Kaempferol exerts anti-colorectal cancer effects through its multi-target mediated glucose metabolism remodeling

Abstract

Kaempferol is a natural flavonoid that exhibits antitumor activity; however, its mechanism of action in colorectal cancer (CRC), particularly its multi-target effects in regulating the glucose metabolism network, still lacks a systematic elaboration. In this study, we integrated metabolomics, molecular docking and cellular thermal shift assay to systematically reveal that kaempferol exerts its anti-CRC effects by disrupting glycolysis and the pentose phosphate pathway while enhancing oxidative phosphorylation (OXPHOS).

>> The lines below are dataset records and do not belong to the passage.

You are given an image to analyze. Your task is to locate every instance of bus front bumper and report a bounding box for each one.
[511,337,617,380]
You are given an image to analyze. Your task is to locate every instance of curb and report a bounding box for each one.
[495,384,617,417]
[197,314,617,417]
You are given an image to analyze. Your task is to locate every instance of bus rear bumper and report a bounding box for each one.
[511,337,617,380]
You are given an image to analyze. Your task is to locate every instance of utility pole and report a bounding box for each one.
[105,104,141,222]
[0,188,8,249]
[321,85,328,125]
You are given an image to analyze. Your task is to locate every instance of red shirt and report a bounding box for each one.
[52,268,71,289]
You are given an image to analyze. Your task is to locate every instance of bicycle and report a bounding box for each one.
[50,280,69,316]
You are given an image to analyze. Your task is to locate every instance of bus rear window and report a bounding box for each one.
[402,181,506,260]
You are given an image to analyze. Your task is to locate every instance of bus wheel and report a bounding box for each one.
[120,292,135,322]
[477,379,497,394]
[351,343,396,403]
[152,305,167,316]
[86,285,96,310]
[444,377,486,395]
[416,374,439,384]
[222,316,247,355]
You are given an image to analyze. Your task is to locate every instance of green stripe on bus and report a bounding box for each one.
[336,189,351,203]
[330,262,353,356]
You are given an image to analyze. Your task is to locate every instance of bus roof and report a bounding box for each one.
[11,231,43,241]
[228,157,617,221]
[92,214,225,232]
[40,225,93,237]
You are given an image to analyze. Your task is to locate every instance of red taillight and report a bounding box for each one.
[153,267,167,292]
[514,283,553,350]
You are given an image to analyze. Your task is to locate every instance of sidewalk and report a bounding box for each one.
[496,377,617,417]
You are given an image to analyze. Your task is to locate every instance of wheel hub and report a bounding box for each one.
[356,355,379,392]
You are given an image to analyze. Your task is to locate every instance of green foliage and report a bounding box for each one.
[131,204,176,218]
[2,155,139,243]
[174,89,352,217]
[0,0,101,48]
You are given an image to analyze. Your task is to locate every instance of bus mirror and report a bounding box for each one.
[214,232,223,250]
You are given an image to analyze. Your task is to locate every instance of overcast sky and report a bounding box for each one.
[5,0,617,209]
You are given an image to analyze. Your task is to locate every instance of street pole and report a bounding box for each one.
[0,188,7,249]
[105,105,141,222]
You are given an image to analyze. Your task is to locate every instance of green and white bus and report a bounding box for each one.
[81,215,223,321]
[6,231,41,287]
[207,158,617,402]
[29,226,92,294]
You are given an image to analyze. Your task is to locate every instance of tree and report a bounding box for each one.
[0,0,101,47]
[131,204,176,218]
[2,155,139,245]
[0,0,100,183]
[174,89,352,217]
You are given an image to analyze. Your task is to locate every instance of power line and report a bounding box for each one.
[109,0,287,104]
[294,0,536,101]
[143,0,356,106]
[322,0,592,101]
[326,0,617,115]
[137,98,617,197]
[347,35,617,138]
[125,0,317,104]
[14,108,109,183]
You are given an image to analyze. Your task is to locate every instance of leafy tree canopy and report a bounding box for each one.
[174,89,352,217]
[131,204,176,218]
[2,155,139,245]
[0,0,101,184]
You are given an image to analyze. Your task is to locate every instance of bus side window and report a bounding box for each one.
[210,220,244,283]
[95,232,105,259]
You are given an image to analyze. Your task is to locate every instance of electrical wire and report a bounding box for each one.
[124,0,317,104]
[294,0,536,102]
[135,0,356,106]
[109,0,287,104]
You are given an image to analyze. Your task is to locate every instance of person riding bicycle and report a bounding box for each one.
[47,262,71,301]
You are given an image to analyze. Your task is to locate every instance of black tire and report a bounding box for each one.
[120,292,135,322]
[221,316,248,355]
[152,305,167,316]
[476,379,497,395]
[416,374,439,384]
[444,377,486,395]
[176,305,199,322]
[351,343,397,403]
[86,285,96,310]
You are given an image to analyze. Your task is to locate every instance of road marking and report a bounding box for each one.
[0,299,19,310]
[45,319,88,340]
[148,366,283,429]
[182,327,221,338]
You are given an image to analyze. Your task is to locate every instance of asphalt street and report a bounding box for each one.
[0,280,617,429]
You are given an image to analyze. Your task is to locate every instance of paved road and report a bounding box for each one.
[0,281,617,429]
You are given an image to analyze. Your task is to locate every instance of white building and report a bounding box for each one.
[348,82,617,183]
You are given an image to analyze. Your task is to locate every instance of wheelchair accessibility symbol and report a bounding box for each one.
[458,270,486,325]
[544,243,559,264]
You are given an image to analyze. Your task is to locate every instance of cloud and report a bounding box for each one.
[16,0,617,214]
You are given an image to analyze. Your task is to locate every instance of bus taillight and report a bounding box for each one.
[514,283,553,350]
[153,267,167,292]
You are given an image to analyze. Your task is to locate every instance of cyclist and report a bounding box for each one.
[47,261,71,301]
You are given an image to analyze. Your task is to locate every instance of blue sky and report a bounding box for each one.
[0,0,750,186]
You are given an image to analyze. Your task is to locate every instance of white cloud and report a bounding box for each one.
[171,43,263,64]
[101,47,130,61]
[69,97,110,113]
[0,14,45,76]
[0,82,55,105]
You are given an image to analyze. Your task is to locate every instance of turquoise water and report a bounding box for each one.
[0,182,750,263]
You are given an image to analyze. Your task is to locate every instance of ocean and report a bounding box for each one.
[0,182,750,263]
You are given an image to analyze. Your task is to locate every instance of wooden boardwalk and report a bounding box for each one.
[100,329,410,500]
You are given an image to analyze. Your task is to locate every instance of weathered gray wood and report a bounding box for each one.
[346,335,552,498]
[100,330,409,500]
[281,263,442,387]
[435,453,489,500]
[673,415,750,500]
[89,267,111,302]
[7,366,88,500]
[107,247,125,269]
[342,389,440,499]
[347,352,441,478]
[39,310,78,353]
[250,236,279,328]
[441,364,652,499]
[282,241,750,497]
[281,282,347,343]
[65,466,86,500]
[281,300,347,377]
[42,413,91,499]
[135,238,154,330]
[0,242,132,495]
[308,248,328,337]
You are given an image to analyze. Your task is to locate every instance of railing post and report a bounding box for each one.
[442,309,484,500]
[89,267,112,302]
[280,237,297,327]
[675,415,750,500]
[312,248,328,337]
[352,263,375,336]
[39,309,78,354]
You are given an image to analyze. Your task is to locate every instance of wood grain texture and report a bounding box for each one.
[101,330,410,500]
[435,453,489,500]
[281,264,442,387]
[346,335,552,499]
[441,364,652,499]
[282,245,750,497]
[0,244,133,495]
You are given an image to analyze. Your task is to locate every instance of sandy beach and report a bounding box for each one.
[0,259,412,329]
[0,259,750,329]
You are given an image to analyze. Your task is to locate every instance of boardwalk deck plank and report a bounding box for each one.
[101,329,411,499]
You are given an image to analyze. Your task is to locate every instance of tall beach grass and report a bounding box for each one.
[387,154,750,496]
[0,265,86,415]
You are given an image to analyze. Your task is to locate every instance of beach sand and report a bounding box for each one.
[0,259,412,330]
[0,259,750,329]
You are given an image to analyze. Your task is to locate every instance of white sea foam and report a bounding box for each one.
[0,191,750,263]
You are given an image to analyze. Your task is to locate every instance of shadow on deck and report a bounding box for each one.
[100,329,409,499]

At the mechanistic level, on the one hand, kaempferol targets and enhances OXPHOS mediated by mitochondrial transcription factor A (TFAM). This induces a sharp increase in reactive oxygen species levels and the collapse of the mitochondrial membrane potential, thereby activating apoptosis. On the other hand, it inhibits transketolase (TKT) in the PPP and aldolase A (ALDOA) in glycolysis, which blocks the supply of raw materials required for nucleic acid synthesis, thus inhibiting DNA synthesis and tumor cell proliferation. In conclusion, this study confirms that kaempferol disrupts the metabolic homeostasis of cancer cells across multiple dimensions, including energy metabolism, biosynthesis, and oxidative stress, indicating its potential for development as a novel anti-colorectal cancer drug targeting tumor metabolism.